Les travaux de Bruno Bettelheim vont durablement marquer leur temps (jusqu'à nos jours) et on observe une psychologisation à outrance, une forme de radicalisation des thèses psychanalytiques qui aboutit à la culpabilisation des parents et surtout des mères. Cela part d'observations éthologiques, donc sur le comportement affectif des singes qui, artificiellement délaissés par leur mère (séparés de fait) se laissent dépérir les yeux dans le vague jusqu'à mourir : on va commencer à parler de carences affectives majeures.

Bruno Bettelheim va aussi s'appuyer sur la comparaison des enfants autistes avec les enfants des camps de concentration. Il va développer l'idée qu'un environnement hostile peut compromettre gravement l'intégrité psychique : « Dans les camps de concentration allemands, je fus le témoin (il a été lui-même prisonnier aux camps de Dachau et Buchenwald) incrédule de la non réaction de certains prisonniers aux expériences les plus cruelles. Je ne savais pas alors et je ne l'aurais pas cru, que j'observais, chez des enfants, dans l'environnement thérapeutique le plus favorable, un semblable comportement engendré par ce que ces enfants avaient vécu dans le passé » (La forteresse vide 1967)

Pour Bettelheim, ce que ces enfants ont vécu c'est une situation extrême comparable aux camps nazis, expérience dans laquelle leurs parents leur adressent un message inconscient, celui-ci : « le facteur qui précipite l'enfant dans l'autisme infantile est le désir (inconscient) de ses parents qu'il n'existe pas » (La forteresse vide 1967) 

Face au message délétère envoyé par ses parents mais surtout la mère, l'enfant serait amené à s'isoler de toute communication. Il se crée un monde intérieur rigide, dénué de vie : c'est le message métaphorique de la forteresse vide.
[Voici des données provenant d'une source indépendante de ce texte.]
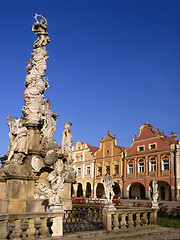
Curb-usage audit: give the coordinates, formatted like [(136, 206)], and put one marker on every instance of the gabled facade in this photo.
[(83, 164), (109, 161), (151, 156)]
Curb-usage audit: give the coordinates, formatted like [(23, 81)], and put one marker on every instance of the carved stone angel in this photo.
[(41, 30), (18, 135), (155, 194), (49, 120), (108, 183)]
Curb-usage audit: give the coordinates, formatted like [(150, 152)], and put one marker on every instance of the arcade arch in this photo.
[(117, 190), (80, 190), (100, 190), (88, 189), (137, 191)]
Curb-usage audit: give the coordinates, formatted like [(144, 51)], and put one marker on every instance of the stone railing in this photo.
[(31, 225), (128, 218)]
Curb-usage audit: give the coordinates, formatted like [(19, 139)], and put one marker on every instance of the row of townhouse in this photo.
[(152, 155)]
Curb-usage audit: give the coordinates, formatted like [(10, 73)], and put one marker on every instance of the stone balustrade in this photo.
[(128, 218), (31, 225)]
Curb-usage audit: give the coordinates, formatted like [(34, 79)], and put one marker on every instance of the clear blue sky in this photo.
[(114, 64)]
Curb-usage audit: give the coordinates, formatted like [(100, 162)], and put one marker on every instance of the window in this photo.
[(108, 170), (141, 167), (152, 146), (153, 166), (78, 171), (116, 169), (165, 164), (141, 148), (99, 171), (88, 170), (130, 169)]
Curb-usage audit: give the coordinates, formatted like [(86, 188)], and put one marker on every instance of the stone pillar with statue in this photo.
[(36, 172)]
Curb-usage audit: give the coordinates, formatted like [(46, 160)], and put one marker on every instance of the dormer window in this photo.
[(152, 146), (140, 148)]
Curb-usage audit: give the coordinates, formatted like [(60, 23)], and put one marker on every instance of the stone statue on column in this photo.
[(108, 187), (155, 194)]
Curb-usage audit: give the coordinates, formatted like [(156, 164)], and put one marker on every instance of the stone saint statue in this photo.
[(18, 135), (57, 185), (49, 120), (155, 194), (108, 183)]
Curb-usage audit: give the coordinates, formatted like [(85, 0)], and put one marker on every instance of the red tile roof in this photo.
[(93, 149)]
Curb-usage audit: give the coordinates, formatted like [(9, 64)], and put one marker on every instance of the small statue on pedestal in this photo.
[(155, 194), (108, 183)]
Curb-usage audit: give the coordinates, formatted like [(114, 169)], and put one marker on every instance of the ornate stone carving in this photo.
[(41, 191), (12, 168), (36, 163), (51, 156), (18, 135), (108, 183), (57, 185), (49, 120), (155, 194)]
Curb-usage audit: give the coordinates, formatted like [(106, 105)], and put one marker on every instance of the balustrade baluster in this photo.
[(31, 229), (116, 222), (43, 229), (123, 221), (138, 220), (3, 229), (155, 217), (144, 220), (151, 219), (130, 220), (17, 229)]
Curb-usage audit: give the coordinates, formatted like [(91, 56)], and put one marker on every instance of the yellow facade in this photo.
[(84, 161), (109, 161)]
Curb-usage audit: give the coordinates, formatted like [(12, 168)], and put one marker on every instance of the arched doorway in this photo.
[(117, 190), (80, 190), (137, 191), (164, 190), (72, 190), (100, 190), (88, 189)]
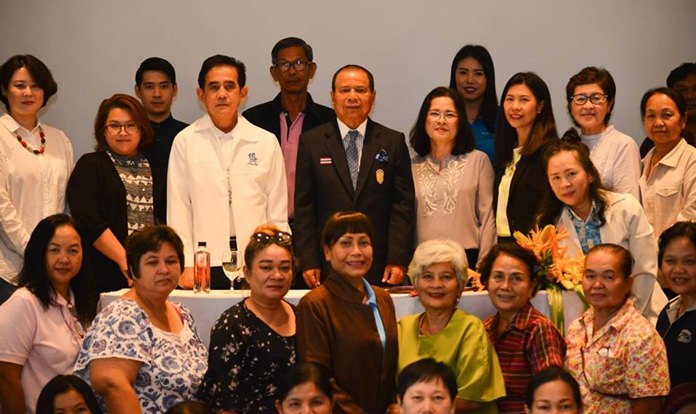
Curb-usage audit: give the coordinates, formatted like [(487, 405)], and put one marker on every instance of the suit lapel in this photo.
[(334, 145), (371, 144)]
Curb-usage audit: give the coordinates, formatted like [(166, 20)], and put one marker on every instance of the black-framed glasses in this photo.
[(115, 128), (595, 98), (279, 237), (298, 64)]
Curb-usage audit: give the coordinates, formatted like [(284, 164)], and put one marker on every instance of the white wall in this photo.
[(93, 47)]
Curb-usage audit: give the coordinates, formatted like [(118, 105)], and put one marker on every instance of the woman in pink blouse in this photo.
[(614, 353)]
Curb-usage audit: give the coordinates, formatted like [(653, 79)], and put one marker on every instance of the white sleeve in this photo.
[(179, 209)]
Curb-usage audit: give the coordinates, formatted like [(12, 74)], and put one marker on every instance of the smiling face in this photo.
[(351, 97), (157, 93), (521, 108), (605, 287), (270, 274), (509, 286), (663, 123), (442, 121), (159, 271), (553, 397), (430, 397), (679, 267), (24, 96), (70, 402), (63, 257), (470, 79), (122, 142), (350, 255), (570, 182), (438, 287), (304, 399), (293, 81), (590, 117), (222, 96)]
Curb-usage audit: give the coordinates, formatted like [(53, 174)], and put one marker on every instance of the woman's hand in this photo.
[(113, 379)]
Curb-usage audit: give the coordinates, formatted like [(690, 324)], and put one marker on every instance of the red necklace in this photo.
[(29, 147)]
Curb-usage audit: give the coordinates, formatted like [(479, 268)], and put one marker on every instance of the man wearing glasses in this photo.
[(292, 111)]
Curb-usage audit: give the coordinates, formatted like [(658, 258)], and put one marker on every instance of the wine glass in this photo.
[(230, 266)]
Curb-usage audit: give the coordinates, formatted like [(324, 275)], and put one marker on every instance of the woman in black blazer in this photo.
[(525, 126), (113, 192)]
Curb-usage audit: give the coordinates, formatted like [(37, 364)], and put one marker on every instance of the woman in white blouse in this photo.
[(35, 162), (591, 95), (453, 181), (668, 183)]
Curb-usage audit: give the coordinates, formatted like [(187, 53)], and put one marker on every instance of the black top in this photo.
[(527, 188), (157, 155), (680, 341), (97, 199), (267, 115), (246, 360)]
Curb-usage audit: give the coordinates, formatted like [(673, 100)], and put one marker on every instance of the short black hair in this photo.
[(291, 42), (426, 370), (625, 257), (36, 68), (34, 273), (676, 97), (370, 78), (304, 372), (686, 229), (511, 249), (155, 64), (150, 239), (551, 374), (463, 141), (680, 73), (60, 384), (222, 60)]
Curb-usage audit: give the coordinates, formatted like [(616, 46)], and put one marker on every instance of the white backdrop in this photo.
[(93, 47)]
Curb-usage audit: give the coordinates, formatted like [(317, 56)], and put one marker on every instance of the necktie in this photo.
[(352, 156)]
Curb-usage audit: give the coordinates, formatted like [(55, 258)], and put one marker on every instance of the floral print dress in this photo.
[(247, 358)]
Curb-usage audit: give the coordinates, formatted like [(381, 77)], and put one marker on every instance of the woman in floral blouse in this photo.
[(252, 344), (614, 353)]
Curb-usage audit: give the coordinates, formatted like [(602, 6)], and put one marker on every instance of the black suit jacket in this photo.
[(267, 115), (527, 189), (384, 193)]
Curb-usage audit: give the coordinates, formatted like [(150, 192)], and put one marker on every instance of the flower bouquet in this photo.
[(557, 271)]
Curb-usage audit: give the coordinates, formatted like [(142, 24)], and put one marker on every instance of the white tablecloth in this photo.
[(207, 307)]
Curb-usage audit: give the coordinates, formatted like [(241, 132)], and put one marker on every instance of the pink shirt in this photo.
[(626, 359), (289, 143), (41, 340)]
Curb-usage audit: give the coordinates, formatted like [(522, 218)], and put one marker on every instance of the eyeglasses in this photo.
[(448, 116), (299, 65), (279, 237), (595, 99), (115, 128)]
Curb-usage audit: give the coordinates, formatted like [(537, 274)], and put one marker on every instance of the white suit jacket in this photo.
[(197, 191), (628, 226)]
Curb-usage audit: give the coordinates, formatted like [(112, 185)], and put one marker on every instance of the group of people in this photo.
[(333, 200)]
Mais ce n'est pas tout, la conception va aller plus loin encore. 

Dans l'école orthogénique de Chicago dont il prend les reines comme Directeur, et sous son action, l'établissement va imposer l'exclusion des enfants de leur famille vues comme destructrice pour leur psyché : Je cite à nouveau Bettelheim « si un milieu néfaste peut conduire à la destruction de la personnalité, il doit être possible de reconstruire la personnalité grâce à un milieu particulièrement favorable ». Ces thèses prennent tellement d'ampleur en France, qu'en 1974, une chaine de télévision diffusa 4 émissions de 80 minutes sur les travaux de Bettelheim. 


Lorna Wing
Lorna Wing est une psychiatre britannique (née le 7 octobre 1928 et morte le 6 juin 2014), spécialiste de l'autisme. Elle est elle-même mère d'un enfant autiste Son ouvrage de vulgarisation de référence parait en 1972 sous le titre "Les enfants autistes, un guide pour les parents" qui sera traduit en de nombreuses langues et réédité de multiples fois. 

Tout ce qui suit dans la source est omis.